It was Sunday. Blindfold knew that because her brain kept up with things like that regardless of what she was doing. It was Sunday. Technically, this meant she should have been getting up to go to church. Unfortunately, Ruth had absolutely no interest in going to church anymore. There was always someone who paid no attention and walked into her. Then there were the stares if she took off her glasses, stares she could feel like insects crawling along her skin coupled with thoughts filled with disgust at the obvious mutation of her face. It should have been funny to her how quickly people drew the line between her missing eyes and her being a mutant since she had never had eyes and was only guilty of being a mutant for about two years out of her total 26. Funny in a painfully ironic way.
Rolling over, she considered what she was going to do with her day. At some point she needed to start on the mandated exercise regimen she'd been given by the doctor to make up for the weeks she'd spent in captivity.

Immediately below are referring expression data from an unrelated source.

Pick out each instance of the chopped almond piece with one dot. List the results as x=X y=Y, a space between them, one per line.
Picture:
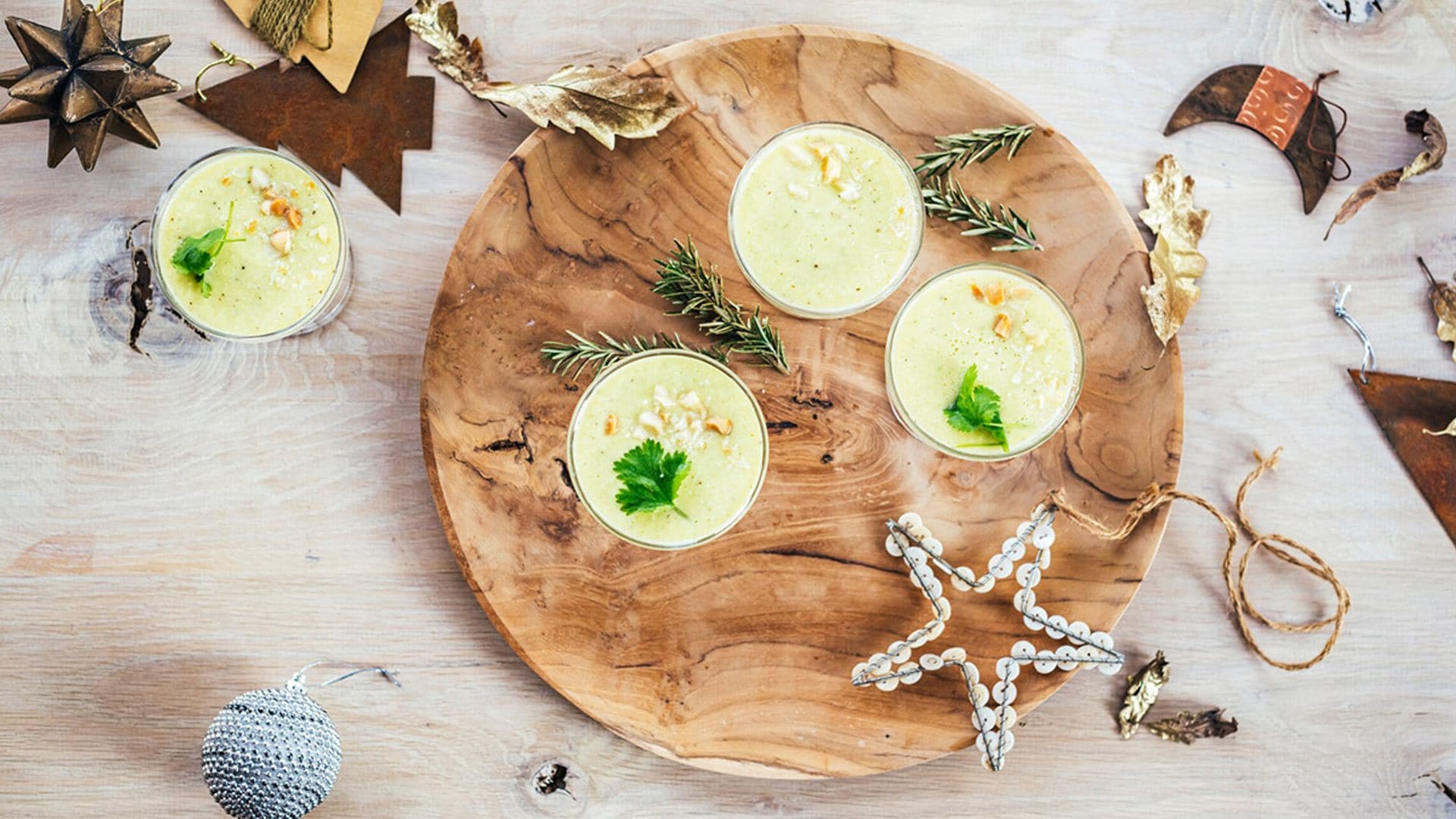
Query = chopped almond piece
x=1002 y=325
x=995 y=295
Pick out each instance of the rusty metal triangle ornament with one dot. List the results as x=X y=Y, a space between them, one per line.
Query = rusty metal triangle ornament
x=367 y=129
x=1407 y=407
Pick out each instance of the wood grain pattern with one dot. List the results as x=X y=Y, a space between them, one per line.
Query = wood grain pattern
x=181 y=526
x=734 y=656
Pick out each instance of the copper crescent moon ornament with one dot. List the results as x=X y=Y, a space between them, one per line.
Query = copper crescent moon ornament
x=1274 y=104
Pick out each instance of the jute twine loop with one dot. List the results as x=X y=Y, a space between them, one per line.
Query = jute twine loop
x=280 y=24
x=1158 y=496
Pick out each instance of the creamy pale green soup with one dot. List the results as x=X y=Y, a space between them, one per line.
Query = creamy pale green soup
x=280 y=270
x=683 y=403
x=1018 y=337
x=826 y=219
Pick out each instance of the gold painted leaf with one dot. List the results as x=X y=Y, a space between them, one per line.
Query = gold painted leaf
x=1175 y=260
x=1168 y=193
x=456 y=55
x=1435 y=137
x=603 y=101
x=1142 y=692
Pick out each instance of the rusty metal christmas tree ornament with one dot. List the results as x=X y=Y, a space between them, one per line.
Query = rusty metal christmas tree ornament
x=1405 y=407
x=85 y=79
x=1288 y=112
x=369 y=129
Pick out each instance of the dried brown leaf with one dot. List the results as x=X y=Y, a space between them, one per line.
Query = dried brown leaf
x=603 y=101
x=1187 y=726
x=1175 y=259
x=1142 y=692
x=1435 y=137
x=1443 y=300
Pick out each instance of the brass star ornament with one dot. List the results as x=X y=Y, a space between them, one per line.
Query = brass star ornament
x=85 y=79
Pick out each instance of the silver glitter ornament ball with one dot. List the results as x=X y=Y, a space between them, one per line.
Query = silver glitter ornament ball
x=271 y=754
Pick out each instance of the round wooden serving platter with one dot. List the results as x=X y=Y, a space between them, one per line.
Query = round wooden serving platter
x=736 y=656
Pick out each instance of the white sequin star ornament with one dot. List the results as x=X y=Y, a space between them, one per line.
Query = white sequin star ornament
x=993 y=711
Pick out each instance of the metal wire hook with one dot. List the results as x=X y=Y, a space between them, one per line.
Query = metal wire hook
x=1367 y=360
x=228 y=58
x=299 y=678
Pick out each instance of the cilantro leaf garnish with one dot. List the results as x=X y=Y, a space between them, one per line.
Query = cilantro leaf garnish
x=196 y=254
x=650 y=479
x=977 y=409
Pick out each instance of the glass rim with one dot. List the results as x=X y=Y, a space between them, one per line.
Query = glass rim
x=571 y=450
x=1074 y=395
x=162 y=280
x=890 y=286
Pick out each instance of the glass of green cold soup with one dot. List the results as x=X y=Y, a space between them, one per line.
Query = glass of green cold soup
x=667 y=449
x=983 y=362
x=826 y=221
x=249 y=245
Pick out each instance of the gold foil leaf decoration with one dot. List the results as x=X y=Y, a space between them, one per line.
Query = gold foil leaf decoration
x=1142 y=692
x=1175 y=260
x=1435 y=137
x=1168 y=193
x=1187 y=726
x=1443 y=300
x=601 y=99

Ruth's thoughts had only just turned to the weeks she spent in a cell with an electrified floor playing 20 questions when the twin touches of pain and terror went through her mind. They only amplified her own to the nth degree and she sobbed so hard it felt as if the wind had been knocked out of her. However, Ruth was good at keeping her presence of mind.
You're not alone. It was a desperate attempt to placate her own fear as well as that being pressed on her from the outside. Ruth knew, all too well, what it felt like to be held against her will and forced into a situation she had neither control over nor care for. I can hear you. Though she got no response, Ruth continued to press that thought plus just a general sense of outside awareness along the line she'd been given.
When it finally stopped, the first thought she had was she needed to talk to the Professor or someone about this, anyone. Except she couldn't find the wherewithal to move. It felt hopeless and the sense of helplessness which came with it was an oceanic tide pulling the strength from her muscles. Again she sobbed and again, as she had wished a few hundred times over the past few months, Ruth wished she had tears to cry.